1

I have 100K customers from a population with a KPI name "spent" which is lognormal distributed.

The customers were split into 2 groups - 1st group - customers with an id ending with 0 - control 2nd group - customers with an id ending with 1-9 - treatment

The treatment group got 20 marketing campaigns during 2022. during 2021 no marketing campaign was made - for both groups.

When comparing the difference between the groups I can see 10% uplift in terms of total spent (after multiplying by 9 to overcome the size difference). The uplift is already exist in the groups even before the campaigns. This uplift is sourced to less then 0.1% of the customers - some of the customers spent a lot.

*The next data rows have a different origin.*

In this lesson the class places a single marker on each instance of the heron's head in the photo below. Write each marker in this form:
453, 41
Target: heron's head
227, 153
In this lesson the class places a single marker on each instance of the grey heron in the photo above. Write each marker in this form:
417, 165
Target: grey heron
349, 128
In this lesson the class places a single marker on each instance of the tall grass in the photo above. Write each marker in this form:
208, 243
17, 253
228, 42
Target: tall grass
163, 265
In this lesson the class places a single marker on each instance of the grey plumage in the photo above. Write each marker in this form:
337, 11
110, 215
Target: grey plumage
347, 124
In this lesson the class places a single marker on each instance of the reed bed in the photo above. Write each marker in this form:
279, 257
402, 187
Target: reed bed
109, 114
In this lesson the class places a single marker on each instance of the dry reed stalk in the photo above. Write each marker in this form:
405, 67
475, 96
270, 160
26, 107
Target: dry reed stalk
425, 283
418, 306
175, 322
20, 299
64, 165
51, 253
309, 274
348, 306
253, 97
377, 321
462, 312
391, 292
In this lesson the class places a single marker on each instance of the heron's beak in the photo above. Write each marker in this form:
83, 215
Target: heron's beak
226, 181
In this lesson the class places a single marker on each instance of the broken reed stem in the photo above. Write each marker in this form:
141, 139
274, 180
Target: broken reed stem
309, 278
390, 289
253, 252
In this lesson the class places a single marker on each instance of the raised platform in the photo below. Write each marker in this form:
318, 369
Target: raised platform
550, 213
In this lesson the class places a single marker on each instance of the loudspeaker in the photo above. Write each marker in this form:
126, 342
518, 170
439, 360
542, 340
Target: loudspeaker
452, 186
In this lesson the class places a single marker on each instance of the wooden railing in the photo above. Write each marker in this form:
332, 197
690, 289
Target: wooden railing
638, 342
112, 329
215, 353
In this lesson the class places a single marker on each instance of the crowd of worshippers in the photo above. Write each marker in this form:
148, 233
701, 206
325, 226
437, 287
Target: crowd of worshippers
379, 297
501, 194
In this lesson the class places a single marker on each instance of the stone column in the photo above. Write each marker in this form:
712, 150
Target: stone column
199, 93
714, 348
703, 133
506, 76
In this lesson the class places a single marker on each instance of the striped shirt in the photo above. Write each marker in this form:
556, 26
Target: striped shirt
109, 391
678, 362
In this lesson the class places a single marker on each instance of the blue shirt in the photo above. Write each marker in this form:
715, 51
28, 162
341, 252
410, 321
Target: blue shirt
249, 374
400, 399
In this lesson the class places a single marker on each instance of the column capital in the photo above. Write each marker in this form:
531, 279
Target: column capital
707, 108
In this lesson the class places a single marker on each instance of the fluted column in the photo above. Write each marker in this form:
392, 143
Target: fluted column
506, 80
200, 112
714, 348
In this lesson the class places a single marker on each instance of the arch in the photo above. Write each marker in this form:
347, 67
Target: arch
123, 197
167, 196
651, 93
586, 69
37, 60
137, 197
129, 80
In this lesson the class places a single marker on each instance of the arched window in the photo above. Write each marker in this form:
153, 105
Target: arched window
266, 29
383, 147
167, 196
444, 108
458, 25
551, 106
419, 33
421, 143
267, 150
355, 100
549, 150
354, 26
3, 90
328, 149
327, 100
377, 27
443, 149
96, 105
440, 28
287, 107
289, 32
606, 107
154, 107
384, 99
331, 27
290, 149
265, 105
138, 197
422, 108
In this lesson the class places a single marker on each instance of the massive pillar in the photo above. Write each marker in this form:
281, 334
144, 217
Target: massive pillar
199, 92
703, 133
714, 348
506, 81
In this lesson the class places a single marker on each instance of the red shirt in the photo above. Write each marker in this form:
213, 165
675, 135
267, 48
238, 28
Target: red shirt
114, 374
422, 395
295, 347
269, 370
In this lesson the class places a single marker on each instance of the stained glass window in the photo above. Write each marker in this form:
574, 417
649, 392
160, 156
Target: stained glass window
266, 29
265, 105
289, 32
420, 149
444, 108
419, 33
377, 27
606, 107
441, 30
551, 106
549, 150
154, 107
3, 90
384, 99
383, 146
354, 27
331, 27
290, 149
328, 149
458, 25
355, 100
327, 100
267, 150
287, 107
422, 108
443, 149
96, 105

Does it make sense to compare the total spent in order to evaluate the effectiveness of the marketing campaigns? if not, why?

  • 1
    Why would you multiply the observations in one group by 9 just because the other group is nine times as large? What kind of comparison between the two groups did you have in mind? What is the treatment you plan on applying to one group? – Stephan Kolassa Jan 30 '23 at 21:43
  • I measure the total spent each group has made. The treatment group gets some marketing campaigns while the control group doesn't. Since I'm measuring a total spent and not average/median it's necessary to overcome to differences in the groups sizes (I can't change the groups allocation/size) – Moti laluom Jan 31 '23 at 07:53
  • 1
    Please edit the body of your question to add relevant information, rather than in comments. It's not clear whether you have performed the experiment or plan do to so. And you mention "some marketing campaigns" (plural), not "campaign". How many campaigns are there? – dipetkov Jan 31 '23 at 08:28
  • If you only look at total spend, then the distribution is not all that relevant (except insofar as it makes total spend more variable). You are comparing only two data points. If that is what you want to do, then yes, you can scale total spend. Which is actually the precise same thing as calculating and comparing average spend in the two groups, which you would calculate by dividing each group's total spend by the number of individuals in each group. – Stephan Kolassa Jan 31 '23 at 10:04
  • I edited my question, waiting for approval. – Moti laluom Jan 31 '23 at 18:26
  • @StephanKolassa - there is an uplift for the treatment group, even before marketing campaigns. this uplift is due to less than 0.1% of the users in the treatment group. Those kind of customers are rare and they shift every KPI. I was wondering that maybe it's not correct to compare the total spent in such a case (and maybe it's related to the distribution) – Moti laluom Jan 31 '23 at 18:28
  • 1
    But you won't see that this is due to 0.1% of your customers if all you look at is total spend per group. That is why I believe that looking at total spend is too coarse. Your unit of measurement should be your separate customers. – Stephan Kolassa Jan 31 '23 at 19:35
  • I personally think you have to back up and describe your problem in much more detail. (ideally the ab test should be rerun differently). given that there is a difference in your groups spending even before the treatment, perhaps a difference in difference analysis[https://en.wikipedia.org/wiki/Difference_in_differences#:~:text=Difference%20in%20differences%20(DID%20or,'%20versus%20a%20'control%20group'] – seanv507 Jan 31 '23 at 20:15
  • You can calculate a difference between the total revenue as if all customers were treated versus the total revenue as if no customers were treated. This is an apples-to-apples comparison since it keeps group size constant. Here is an example with monthly users, but the same approach could be applied to revenue (just don't log revenue with the het-robust Poisson). You can control for pre-test expenditure as a covariate. – dimitriy Jan 31 '23 at 20:25

1 Answers1

1

A few things here:

The customers were split into 2 groups - 1st group - customers with an id ending with 0 - control 2nd group - customers with an id ending with 1-9 - treatment

This is not proper randomization. Probably fine for a one-experiment, but if you use this scheme in repeated experiments, then you will be testing systematic differences between those with an ID ending in 0, and everyone else. Its best to literally randomize using a pRNG or something. Additionally, by only putting users with an ID ending in 0 in the control, you've hurt yourself with respect to power. The most efficient designs are 50/50 designs. Aside from that...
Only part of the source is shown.